昭和12年に設立されたスパイ養成機関「D機関」を主としたD機関シリーズは、設立者・結城中佐を中心に、D機関所属メンバーの諜報活動時に起きた事件を描きます。これまで読者の中にあった、華やかなスパイというイメージを壊した斬新かつスタイリッシュな内容です。
- 著者
- 柳 広司
- 出版日
- 2011-06-23
諜報活動のため、全国各地に移住したメンバーの表向きにならない活躍がそれぞれ短編で書かれた本作は終始、ワクワクドキドキが止まりません。第1話では、親日家と知られるジョン・ゴードンがアメリカのスパイだという情報を元に、憲兵に扮したD機関メンバーが捜査にあたります。しかしこれは、すべてD機関の存在を嫌う軍上層部が仕組んだ罠だったのです。そこでD機関設立者であり、伝説的なスパイの結城中佐は、裏の裏を読んだ動きを見せていきます。

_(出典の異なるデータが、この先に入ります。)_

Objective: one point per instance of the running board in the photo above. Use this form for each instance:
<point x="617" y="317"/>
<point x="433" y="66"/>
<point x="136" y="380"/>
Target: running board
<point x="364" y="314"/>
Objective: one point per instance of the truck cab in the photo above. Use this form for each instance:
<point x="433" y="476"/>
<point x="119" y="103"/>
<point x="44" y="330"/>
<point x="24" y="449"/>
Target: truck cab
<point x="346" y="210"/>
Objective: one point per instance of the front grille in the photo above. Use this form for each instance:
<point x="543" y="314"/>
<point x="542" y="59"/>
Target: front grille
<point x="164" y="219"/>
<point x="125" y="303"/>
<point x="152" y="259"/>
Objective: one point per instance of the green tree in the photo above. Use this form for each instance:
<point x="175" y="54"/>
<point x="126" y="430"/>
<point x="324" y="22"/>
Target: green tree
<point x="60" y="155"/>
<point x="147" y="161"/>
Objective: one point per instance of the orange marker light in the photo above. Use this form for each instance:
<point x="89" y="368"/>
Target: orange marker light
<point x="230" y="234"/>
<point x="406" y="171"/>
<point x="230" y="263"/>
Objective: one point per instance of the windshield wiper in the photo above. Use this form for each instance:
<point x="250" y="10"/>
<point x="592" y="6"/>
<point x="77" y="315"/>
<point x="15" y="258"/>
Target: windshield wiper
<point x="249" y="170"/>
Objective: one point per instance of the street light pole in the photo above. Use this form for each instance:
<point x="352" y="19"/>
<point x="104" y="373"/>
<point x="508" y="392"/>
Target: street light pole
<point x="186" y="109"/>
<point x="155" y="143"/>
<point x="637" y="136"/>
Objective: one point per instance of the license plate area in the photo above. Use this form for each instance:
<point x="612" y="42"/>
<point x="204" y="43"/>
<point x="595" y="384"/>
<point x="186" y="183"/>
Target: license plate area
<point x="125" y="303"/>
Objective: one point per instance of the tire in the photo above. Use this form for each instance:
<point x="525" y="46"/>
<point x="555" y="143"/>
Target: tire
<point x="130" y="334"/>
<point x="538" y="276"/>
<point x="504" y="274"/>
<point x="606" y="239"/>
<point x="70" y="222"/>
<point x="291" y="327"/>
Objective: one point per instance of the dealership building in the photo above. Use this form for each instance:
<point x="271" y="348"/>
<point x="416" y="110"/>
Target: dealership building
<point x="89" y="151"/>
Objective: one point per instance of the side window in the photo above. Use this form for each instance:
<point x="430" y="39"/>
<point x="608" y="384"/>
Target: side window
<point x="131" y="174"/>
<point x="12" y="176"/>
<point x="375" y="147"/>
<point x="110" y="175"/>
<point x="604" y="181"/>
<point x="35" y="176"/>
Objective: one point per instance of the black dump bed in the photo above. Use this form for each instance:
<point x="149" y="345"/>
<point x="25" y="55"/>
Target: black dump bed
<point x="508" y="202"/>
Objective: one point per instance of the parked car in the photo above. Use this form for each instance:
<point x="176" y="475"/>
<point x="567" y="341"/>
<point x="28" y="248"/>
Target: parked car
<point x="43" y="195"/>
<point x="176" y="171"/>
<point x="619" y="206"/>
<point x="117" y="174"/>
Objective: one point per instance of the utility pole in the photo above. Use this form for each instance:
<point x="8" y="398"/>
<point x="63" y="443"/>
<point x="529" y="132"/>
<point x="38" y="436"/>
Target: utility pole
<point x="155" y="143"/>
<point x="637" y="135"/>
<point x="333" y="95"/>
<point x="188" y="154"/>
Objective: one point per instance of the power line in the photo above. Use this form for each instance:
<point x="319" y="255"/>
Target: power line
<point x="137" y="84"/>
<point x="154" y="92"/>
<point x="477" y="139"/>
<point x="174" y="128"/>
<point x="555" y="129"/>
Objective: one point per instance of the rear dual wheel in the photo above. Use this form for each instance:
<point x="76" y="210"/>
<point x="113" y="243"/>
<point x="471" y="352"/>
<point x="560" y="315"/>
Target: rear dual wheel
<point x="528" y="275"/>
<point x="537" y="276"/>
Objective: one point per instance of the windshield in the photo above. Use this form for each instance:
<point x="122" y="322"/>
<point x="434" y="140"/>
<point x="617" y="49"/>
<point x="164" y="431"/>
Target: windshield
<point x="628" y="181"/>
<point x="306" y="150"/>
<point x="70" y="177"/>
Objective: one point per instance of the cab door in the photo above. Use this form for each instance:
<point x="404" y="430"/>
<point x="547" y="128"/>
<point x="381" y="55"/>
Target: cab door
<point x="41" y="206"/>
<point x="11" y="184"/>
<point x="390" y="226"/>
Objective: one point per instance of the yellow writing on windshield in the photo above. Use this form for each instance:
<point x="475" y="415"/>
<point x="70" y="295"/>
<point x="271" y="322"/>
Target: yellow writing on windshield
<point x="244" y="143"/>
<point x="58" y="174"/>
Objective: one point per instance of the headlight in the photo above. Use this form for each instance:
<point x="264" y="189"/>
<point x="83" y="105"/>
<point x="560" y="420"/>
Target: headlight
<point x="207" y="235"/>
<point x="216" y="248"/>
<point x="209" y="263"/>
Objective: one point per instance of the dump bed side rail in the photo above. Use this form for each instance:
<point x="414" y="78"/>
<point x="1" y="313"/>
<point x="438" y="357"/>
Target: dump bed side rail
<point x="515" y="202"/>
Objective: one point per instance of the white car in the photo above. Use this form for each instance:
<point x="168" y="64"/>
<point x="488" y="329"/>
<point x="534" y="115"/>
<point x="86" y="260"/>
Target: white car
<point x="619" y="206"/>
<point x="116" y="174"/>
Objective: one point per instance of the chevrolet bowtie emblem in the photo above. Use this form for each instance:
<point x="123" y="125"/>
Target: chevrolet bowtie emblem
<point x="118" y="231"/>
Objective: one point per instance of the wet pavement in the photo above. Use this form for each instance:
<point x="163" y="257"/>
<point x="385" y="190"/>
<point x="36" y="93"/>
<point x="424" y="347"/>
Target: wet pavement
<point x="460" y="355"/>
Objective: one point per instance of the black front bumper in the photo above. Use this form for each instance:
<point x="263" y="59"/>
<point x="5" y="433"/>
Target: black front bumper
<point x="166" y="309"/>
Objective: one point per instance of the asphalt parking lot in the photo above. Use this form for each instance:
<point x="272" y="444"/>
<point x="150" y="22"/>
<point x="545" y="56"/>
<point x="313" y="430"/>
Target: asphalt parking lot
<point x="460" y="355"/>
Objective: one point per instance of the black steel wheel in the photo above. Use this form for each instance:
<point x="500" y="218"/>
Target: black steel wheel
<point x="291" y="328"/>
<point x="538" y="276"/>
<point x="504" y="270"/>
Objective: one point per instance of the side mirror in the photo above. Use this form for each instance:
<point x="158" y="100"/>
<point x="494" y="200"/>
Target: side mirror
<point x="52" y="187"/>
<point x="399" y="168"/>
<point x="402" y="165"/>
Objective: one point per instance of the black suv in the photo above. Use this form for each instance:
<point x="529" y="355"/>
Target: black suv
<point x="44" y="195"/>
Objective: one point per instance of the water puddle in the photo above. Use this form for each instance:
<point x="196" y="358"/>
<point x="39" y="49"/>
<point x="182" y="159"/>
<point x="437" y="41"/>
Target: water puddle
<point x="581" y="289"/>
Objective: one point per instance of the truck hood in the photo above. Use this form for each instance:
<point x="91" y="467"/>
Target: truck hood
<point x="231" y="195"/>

その緻密で狡猾な手法に驚くと同時に爽快感さえ覚えてしまうことでしょう。フィクションでありながら、どこかリアリティがありストーリーに引き込まれてしまうのです。ありえないことを平然とやってのけるD機関メンバーのカッコよさも、本作に惹きつけられる要因の一つといえます。
『坊ちゃん』が、傑作ミステリーとして復活?
柳広司が手掛けたパスティーシュ作品の中でも、秀逸とされる2001年刊行の『贋作「坊っちゃん」殺人事件』。かの文豪夏目漱石が書いた名作『坊ちゃん』の3年後を描いた作品で、主人公の「おれ」が四国の中学教師を辞める要因になった教頭「赤シャツ」の自殺の謎を追っていきます。無鉄砲で、考えるよりも口が先に出てしまう「おれ」が起こす行動で、事件の真相にどんどんと近づいていきながら判明していく『坊ちゃん』の中で描かれたエピソードの裏。『続・坊ちゃん』と称しても過言ではないほどの内容に感動すること間違いなしです。
- 著者
- 柳 広司
- 出版日
- 2010-11-25
文豪夏目漱石が読んでも納得してもらえるのではないかと思うストーリー展開と、謎が解けていく様子は、読み始めて数分で目が離せなくなってしまいます。『坊ちゃん』を読んだことがない方でも楽しめる内容の本作は、『坊ちゃん』を知っていればもっと楽しめるかもしれません。「おれ」のまっすぐな性格が見事に活かされ、夏目漱石の文体を見事に模写する作品を、お楽しみください。